Tuesday, June 25, 2019
Exhibit Hall C (Marriott Wardman Park Hotel)

Presenter: Julie Ann Sakowski


Research Objective:

Researchers and policy experts have long pointed to regional variation in utilization and cost of care with little observable difference in outcomes to conclude that variation in health care practice patterns may lead to significant inefficiencies and waste. The presumption is that dissemination of best practices and practice standardization efforts could reduce ‘unnecessary’ variation and increase efficiency.

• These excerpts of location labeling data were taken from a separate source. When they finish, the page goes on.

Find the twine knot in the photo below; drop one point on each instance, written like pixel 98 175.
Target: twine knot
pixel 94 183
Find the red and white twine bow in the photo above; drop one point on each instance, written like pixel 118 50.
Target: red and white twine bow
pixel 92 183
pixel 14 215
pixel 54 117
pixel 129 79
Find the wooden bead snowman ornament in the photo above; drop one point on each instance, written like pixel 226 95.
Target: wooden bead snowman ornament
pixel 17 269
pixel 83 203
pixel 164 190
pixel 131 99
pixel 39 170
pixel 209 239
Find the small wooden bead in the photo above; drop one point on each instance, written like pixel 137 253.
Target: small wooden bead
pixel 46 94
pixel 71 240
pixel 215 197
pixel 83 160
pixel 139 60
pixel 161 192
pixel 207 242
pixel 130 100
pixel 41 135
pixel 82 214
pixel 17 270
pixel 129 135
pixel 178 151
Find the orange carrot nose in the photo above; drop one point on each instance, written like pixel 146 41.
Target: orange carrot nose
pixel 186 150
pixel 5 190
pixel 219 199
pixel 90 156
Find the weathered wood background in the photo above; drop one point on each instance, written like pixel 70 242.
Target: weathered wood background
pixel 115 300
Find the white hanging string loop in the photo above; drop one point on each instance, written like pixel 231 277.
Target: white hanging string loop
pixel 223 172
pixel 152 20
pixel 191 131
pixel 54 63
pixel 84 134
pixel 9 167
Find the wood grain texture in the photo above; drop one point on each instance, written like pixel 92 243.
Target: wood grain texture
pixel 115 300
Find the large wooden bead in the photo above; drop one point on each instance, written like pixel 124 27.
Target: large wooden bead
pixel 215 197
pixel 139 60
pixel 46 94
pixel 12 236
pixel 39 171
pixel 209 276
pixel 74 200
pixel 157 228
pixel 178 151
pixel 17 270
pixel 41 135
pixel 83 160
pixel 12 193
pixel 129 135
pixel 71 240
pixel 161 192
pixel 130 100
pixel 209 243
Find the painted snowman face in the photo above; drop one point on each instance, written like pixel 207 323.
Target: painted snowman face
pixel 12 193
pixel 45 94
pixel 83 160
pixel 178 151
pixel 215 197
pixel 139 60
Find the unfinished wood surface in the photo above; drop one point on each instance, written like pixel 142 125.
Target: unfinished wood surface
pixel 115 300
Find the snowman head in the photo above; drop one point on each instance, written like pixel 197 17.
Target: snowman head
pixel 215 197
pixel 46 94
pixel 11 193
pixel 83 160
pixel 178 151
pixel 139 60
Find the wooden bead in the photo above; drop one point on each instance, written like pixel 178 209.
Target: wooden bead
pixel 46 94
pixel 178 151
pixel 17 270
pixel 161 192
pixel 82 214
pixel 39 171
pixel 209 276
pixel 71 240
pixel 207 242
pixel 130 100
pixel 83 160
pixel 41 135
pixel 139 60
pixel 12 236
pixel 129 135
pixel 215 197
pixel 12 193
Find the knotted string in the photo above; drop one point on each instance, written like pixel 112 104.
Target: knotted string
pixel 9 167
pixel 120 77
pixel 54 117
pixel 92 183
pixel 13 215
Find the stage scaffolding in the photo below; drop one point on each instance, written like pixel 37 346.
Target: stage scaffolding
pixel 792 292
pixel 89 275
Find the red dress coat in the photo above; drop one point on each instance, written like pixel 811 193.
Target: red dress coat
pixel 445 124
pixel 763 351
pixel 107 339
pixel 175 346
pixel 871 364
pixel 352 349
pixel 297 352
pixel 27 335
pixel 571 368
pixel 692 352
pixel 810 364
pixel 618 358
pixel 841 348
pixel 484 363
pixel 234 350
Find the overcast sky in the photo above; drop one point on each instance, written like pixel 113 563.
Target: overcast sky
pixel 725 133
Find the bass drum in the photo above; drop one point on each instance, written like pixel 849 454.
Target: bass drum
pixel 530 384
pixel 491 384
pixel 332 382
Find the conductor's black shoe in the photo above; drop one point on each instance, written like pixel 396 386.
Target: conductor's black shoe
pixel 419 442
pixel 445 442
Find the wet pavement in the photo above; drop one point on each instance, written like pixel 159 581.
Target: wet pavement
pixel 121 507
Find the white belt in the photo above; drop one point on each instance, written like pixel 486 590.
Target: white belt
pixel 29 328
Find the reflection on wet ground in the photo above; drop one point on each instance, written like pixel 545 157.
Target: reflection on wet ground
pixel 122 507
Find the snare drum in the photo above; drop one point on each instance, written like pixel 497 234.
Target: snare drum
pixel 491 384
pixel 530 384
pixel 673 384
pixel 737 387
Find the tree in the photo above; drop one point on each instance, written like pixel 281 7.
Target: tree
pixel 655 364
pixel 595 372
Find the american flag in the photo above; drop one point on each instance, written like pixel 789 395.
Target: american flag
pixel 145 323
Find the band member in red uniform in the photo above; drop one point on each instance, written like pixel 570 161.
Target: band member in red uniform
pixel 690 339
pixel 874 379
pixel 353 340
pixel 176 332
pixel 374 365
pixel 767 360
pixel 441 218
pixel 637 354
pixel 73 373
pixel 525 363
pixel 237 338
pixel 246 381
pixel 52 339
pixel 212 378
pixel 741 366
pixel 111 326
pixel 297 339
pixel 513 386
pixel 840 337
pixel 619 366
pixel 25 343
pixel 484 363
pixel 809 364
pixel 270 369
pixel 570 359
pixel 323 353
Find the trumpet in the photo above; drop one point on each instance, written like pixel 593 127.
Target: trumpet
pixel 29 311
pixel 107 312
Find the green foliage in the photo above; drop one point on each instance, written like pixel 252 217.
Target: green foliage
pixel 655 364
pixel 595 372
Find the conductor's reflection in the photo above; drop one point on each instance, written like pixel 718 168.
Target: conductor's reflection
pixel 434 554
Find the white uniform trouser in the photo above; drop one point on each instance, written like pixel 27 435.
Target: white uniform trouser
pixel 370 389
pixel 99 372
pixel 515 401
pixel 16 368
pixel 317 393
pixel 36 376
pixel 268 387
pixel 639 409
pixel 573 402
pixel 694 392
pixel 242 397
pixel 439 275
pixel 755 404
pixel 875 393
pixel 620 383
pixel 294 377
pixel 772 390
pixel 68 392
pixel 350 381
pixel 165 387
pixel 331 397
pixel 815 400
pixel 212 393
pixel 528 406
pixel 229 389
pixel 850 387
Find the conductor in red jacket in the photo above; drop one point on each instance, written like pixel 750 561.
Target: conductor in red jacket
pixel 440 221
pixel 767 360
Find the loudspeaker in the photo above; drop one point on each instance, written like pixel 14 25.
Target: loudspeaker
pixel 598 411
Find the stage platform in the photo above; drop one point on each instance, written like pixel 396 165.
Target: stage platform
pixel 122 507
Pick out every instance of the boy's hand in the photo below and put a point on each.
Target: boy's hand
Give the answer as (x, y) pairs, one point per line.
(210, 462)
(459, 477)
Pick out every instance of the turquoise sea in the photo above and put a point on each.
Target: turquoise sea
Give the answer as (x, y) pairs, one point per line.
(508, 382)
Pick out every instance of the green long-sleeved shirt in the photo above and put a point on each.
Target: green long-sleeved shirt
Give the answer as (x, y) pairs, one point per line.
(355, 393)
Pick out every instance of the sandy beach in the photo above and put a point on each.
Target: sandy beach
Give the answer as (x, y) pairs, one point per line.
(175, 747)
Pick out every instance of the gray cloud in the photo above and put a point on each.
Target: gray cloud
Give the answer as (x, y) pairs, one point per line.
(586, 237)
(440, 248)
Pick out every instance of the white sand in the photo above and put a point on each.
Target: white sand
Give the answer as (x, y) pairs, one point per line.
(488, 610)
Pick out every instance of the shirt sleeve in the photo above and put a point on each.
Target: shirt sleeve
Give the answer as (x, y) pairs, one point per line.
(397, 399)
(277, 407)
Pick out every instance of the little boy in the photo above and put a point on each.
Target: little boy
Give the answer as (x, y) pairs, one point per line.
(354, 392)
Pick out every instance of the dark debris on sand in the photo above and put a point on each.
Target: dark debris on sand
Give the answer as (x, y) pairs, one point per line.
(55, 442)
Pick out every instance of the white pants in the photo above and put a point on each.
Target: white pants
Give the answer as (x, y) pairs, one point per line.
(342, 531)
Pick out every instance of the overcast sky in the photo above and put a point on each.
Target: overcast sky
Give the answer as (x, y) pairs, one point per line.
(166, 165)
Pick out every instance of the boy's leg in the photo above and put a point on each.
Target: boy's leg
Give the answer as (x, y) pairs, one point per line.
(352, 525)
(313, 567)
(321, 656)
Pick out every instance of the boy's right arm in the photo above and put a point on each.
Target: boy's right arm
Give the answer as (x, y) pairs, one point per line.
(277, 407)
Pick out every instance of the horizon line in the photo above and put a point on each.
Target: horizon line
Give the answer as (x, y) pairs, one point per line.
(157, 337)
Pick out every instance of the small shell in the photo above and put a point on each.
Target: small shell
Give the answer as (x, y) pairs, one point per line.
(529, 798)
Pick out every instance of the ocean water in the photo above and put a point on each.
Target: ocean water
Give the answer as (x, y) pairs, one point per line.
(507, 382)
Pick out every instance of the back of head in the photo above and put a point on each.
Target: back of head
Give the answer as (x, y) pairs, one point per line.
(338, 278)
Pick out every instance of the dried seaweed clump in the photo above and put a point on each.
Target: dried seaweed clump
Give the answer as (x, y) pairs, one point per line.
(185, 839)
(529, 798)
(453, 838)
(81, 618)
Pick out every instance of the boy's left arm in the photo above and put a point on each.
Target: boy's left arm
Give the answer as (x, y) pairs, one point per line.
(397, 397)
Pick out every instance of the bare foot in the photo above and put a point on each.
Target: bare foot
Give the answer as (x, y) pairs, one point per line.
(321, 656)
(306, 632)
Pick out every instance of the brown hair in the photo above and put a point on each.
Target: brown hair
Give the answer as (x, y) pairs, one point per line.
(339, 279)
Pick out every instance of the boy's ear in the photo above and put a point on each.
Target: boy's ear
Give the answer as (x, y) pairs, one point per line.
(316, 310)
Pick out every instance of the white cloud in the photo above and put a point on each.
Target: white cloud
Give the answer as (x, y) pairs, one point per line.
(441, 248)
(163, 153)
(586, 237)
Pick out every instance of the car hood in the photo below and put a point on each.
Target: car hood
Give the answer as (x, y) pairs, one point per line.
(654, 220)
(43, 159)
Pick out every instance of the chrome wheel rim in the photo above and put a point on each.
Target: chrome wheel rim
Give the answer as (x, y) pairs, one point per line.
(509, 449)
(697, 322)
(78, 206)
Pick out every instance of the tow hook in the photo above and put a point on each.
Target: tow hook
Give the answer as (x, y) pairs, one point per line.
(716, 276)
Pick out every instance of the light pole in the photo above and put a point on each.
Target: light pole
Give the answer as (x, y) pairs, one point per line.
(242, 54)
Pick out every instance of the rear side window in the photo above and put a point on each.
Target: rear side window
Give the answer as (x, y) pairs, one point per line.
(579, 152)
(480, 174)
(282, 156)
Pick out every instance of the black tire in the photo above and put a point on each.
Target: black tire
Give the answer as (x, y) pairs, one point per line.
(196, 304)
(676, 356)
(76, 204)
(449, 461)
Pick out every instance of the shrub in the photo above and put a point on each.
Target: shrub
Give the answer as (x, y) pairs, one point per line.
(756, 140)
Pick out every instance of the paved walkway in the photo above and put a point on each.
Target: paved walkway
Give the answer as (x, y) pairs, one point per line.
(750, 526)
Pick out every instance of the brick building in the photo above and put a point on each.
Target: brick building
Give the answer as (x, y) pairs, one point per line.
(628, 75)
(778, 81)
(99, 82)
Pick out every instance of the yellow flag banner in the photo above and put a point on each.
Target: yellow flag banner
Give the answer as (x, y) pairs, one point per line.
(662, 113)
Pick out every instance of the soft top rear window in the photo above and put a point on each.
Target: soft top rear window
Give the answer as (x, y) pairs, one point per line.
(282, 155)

The objective of this study is to explore the relationship between inpatient practice variation and inpatient costs. Specifically, this research examines the variation in inpatient hospital practices within a hospital after controlling for patient and payer characteristics to provide insight to the extent non-standardization of practices contributes to increased costs. Research questions this study examines are:

  • Do hospitals with a wider variation in practices and processes after controlling for patient characteristics have higher costs?
  • Are there specific organizational structures associated with wider variation in practices?
  • Do physicians who exhibit a wider variation in their own processes after controlling for patient characteristics have higher costs?

Study Design:

This study uses routine total hip and knee replacement surgeries to evaluate inpatient practice and process variation. The primary dependent variable is a standardized measure of inpatient cost of care as a proxy for physician practices. This is defined as total charges times the hospital specific cost to charge ratio then normalized to eliminate local price effects using the Medicare Geographical Adjustment Factor. Three-level hierarchical modeling is used to develop physician specific cost of care factors that control for patient, payer and hospital characteristics. We evaluate the association between physician specific cost factor spread within a hospital and the hospital’s mean cost of care. Primary data sources include patient encounter level data on charges, patient and payer characteristics from the HCUP State Inpatient Database and hospital characteristics from the AHA Hospital Survey.

Population Studied:

All patients in New York, Florida and Washington undergoing uncomplicated primary knee and hip replacement procedures (ICD 9 procedure codes 81.51 and 81.54) included in the HCUP State Inpatient Discharge database between 2011 and 2013.

Principal Findings:

Mean normalized hospital costs for knee replacements in our dataset ranged from $8,400 to $29,500 and from $6,700 to $31,300 for hip replacements. Costs are not evenly distributed, but increase rapidly at the top end of the distribution. The mean cost of a knee and hip replacement at hospitals in the top 20% of the total cost distribution are respectively 76% and 74% greater than the bottom eighty percent of hospitals. Preliminary results suggest that a wider spread in physician cost of care factors within a hospital increases the odds of being a ‘high cost’ hospital.

Conclusions:

This demonstrates the impact of variation in individual physician practice choices on overall cost of care, even after controlling for patient, payer and operating conditions.